I didn’t try it. I stroked the horse’s mane skeptically.
“You better like it,” he said. “I traded for that with Peter. He stole it from the warehouse for me. It is easier to get things from Peter if you are a girl, because then you can pay with a fumble. I had to pay with a cigarette.”
“I’d rather the cigarette,” I scoffed.
“Cigarettes can’t make you hear,” he said, his voice ever reasonable. “I might say something valuable someday in your left ear, something you don’t want to miss.”
He had a good point. More and more, I was enjoying our conversations. I could speak to him about things I couldn’t with Pearl. Things about ending Uncle. As in where to end him and how to end him, and the kind of implement that might end him the fastest.
At the match, we children spread out on the left side of the field and tried not to look at the right side, which was occupied by female wardens and some of the guards’ families, all of them visiting for the weekend, every last one beaming and lolling on bright blankets with potato salads and rolls and sausages. The mothers were chasing their cherub-babies around the grass and reading picture books to their girl children and snapping photos with their cameras at all the curiosities of Auschwitz. I saw a camera pointed in my direction, and gave a deliberate blink. Patient mimicked the gesture. We were becoming, I noted happily, more and more alike every day.
After we opened our eyes, the game began.

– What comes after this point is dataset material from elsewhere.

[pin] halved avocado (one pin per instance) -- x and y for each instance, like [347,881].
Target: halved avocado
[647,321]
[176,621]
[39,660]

We watched the ball fly back and forth between the guards in their trim athletic gear and the prisoners in their shabby stripes. Patient was particularly excited; I had to remind him several times not to cheer too loudly, if only for the safety of his insides. An unmodulated cheer, I warned, was sure to rupture the fragilities within him.
“And don’t expect us to win either,” I said.
“But we will win,” he said to my good ear, thoroughly enraptured. “And when we win, the trains will move back on their tracks, through the forests, through the mountains. If we win, the ghetto will have never been, and there will never have been a knock on the door.”
He paused for my approval, but only for a second. He was enjoying his fancies, all the powers of his imagination. We were alike in that way too.
“If they win,” he continued, “my brother will be my brother instead of a dead boy. He’ll never have suffered. He’ll never have wondered where I was while he lay dying.”
I wanted to tell him I didn’t know if such a miracle could occur. I was privy to some of the secrets of this place and knew it to be strange, but a resurrection? That seemed impossible. But then I realized that I could not say that such goodness was unlikely because I had never thought the cruelty of Auschwitz was possible either.
But I kept these thoughts to myself, and if Patient was interested in what preoccupied my mind, he covered it quite cleverly by focusing on the match.